Combining erlotinib with the drug entinostat may do just that, according to a recent CU Cancer Center study published in the Journal of Clinical Oncology.
It’s a needed advance. “Despite significant improvement for subgroups of lung cancer patients, the outcome for the overall patient population with advanced non-small cell lung cancer (NSCLC) remains dismal,” Hirsch says.
These patients with advanced disease constitute about 55 percent of the new cases diagnosed with NSCLC, resulting in a total of more than 100,000 new cases of advanced NSCLC in the United States every year.

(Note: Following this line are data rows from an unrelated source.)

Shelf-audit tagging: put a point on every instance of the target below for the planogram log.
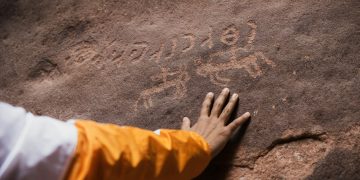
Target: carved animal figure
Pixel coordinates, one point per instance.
(179, 83)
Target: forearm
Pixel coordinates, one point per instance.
(106, 151)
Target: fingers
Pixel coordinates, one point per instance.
(226, 113)
(205, 109)
(219, 103)
(185, 124)
(238, 122)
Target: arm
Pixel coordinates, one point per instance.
(42, 147)
(107, 151)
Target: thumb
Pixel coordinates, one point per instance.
(185, 124)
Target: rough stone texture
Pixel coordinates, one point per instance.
(148, 63)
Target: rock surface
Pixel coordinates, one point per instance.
(148, 63)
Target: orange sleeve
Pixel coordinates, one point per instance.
(106, 151)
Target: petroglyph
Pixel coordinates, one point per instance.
(138, 51)
(157, 54)
(173, 48)
(191, 39)
(249, 63)
(179, 84)
(208, 41)
(81, 53)
(230, 36)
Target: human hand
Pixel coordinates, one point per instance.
(212, 123)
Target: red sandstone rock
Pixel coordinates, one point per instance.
(149, 63)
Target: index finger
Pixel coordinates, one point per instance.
(205, 109)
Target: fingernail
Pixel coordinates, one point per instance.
(235, 96)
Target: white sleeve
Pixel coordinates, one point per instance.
(34, 147)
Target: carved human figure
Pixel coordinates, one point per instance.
(250, 64)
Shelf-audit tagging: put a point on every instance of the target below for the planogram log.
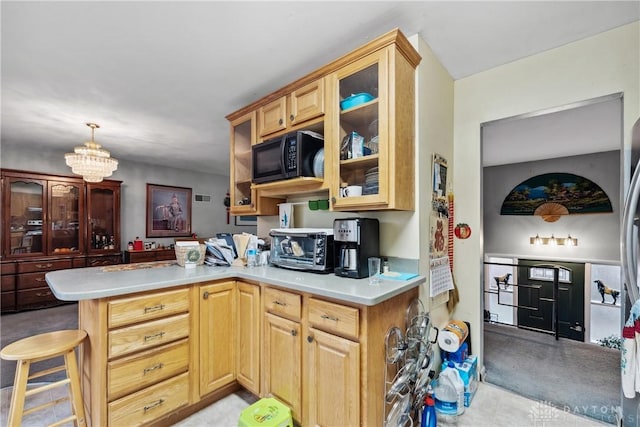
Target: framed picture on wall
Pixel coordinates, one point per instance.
(246, 220)
(168, 211)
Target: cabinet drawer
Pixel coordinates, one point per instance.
(282, 303)
(47, 265)
(8, 283)
(141, 370)
(31, 280)
(8, 268)
(336, 318)
(147, 335)
(126, 311)
(7, 302)
(150, 403)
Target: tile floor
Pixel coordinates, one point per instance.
(491, 407)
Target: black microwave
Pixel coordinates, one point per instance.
(293, 155)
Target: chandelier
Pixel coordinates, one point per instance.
(91, 161)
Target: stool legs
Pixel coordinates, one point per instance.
(18, 394)
(20, 391)
(77, 405)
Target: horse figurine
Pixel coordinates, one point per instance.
(605, 290)
(503, 279)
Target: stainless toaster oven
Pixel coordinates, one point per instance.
(307, 249)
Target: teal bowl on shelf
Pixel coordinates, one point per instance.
(355, 100)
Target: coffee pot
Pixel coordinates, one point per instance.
(355, 240)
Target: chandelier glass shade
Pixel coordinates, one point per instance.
(90, 160)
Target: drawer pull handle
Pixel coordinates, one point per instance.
(153, 405)
(154, 308)
(153, 368)
(154, 336)
(48, 265)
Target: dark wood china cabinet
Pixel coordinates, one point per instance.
(53, 222)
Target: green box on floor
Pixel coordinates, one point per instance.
(267, 412)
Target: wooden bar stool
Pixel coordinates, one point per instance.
(41, 347)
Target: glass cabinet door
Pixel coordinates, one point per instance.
(65, 205)
(103, 208)
(243, 136)
(26, 207)
(362, 133)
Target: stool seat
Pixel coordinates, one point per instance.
(43, 346)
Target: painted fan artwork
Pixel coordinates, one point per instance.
(552, 195)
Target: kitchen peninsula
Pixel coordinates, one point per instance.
(166, 341)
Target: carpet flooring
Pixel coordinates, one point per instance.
(577, 377)
(28, 323)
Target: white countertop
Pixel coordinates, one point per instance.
(99, 282)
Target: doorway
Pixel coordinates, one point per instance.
(515, 149)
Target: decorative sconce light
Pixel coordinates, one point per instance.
(554, 241)
(91, 161)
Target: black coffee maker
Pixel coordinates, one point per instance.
(354, 241)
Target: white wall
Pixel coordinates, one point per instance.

Erlotinib targets a cancer-causing genetic abnormality called an EGFR mutation, which in many lung cancers is stuck in the “on” position, leading to unregulated cell division. Lab work previously completed at the CU Cancer Center showed that people with high levels of another protein called E-cadherin are especially susceptible to drugs like erlotinib that target these EGFR mutations.
Importantly, Hirsch and his collaborators asked why these people with high E-cadherin responded well to erlotinib. They discovered this population’s strong response had to do with a process called histone deacetylation or HDAC. Stop HDAC and erlotinib works better.
That’s exactly what entinostat does – it’s an HDAC inhibitor – and when Hirsch, Paul Bunn, MD, professor of medical oncology at the University of Colorado School of Medicine, and other CU colleagues tested the rational combination of erlotinib and entinostat in cells and then in mice, they found what he calls, “a synergistic effect against tumor tissues.”
This lab work formed the basis of a 30-center phase II human clinical trial, the results of which are the basis of the recent report. Interestingly, the combination didn’t work with all advanced non-small-cell lung cancer patients. But it nearly doubled the median survival in patients with high E-cadherin, from 5.4 months to 9.4 months.
“This is a great example of research that we brought from the bench to the clinic,” says Hirsch, who is also a professor of medical oncology at the CU medical school. “But as promising as is this observation, we now need to test the drug combination prospectively, with the approximately 40 percent of NSCLC patients whose tumors have high E-cadherin.”
If these results hold in a larger, prospective trial, this drug combination could prove to be another strong example of personalized cancer therapy, targeted at a tumor’s specific genetic characteristics – in this case NSCLC that expresses high levels of E-cadherin.